Question

no calculator is allowed on this question.
given ( f(x) = \frac{4 - 2x}{x + 3} ), identify ( f^{-1}(x) ).
select one answer
a ( g(x) = \frac{x + 3}{4 - 2x} )
b ( h(x) = \frac{2x - 4}{x + 3} )
c ( j(x) = \frac{4 + 3x}{x - 2} )
d ( k(x) = \frac{4 - 3x}{x + 2} )

Explanation:

Step1: Let \( y = f(x) \)

We start by setting \( y = \frac{4 - 2x}{x + 3} \).

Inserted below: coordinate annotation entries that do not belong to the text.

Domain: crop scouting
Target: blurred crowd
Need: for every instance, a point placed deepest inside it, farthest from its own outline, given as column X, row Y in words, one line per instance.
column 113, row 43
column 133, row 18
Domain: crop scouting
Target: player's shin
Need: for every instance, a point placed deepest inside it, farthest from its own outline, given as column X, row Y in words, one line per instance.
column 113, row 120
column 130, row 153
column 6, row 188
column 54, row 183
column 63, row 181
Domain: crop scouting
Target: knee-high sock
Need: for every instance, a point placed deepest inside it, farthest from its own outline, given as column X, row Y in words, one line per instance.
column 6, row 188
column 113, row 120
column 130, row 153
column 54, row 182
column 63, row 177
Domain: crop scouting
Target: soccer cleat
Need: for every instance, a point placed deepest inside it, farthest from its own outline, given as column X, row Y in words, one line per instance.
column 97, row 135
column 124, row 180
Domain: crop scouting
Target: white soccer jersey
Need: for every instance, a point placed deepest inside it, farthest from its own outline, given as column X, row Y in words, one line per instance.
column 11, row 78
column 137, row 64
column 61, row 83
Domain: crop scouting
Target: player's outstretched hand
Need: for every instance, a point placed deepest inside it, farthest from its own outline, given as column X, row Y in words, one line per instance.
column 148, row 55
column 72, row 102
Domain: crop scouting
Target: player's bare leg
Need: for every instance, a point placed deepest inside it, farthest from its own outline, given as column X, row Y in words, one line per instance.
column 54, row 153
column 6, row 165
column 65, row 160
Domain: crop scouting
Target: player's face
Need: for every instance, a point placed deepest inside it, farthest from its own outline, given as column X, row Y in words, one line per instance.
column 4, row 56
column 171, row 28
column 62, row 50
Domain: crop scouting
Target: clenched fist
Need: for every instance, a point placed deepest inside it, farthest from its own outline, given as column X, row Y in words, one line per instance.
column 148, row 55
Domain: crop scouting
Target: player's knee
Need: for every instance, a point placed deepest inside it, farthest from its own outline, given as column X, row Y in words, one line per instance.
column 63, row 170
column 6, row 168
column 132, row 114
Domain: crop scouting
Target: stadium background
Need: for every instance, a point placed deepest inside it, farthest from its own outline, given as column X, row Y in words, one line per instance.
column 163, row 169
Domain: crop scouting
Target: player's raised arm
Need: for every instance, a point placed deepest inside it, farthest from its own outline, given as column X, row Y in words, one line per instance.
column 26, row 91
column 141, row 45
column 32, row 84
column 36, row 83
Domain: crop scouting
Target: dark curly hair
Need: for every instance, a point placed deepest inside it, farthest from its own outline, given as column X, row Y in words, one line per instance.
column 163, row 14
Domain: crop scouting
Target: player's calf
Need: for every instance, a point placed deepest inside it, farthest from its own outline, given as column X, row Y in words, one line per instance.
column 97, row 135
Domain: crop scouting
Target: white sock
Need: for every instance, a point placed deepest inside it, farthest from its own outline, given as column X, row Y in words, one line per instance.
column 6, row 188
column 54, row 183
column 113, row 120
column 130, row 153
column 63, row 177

Step2: Swap \( x \) and \( y \)

To find the inverse, we swap \( x \) and \( y \), so we get \( x = \frac{4 - 2y}{y + 3} \).

Step3: Solve for \( y \)

First, multiply both sides by \( y + 3 \): \( x(y + 3) = 4 - 2y \)
Expand the left side: \( xy + 3x = 4 - 2y \)
Bring all terms with \( y \) to one side: \( xy + 2y = 4 - 3x \)
Factor out \( y \): \( y(x + 2) = 4 - 3x \)
Then, solve for \( y \): \( y = \frac{4 - 3x}{x + 2} \)
So, \( f^{-1}(x)=\frac{4 - 3x}{x + 2} \), which matches option D.

Answer:

D. \( k(x)=\frac{4 - 3x}{x + 2} \)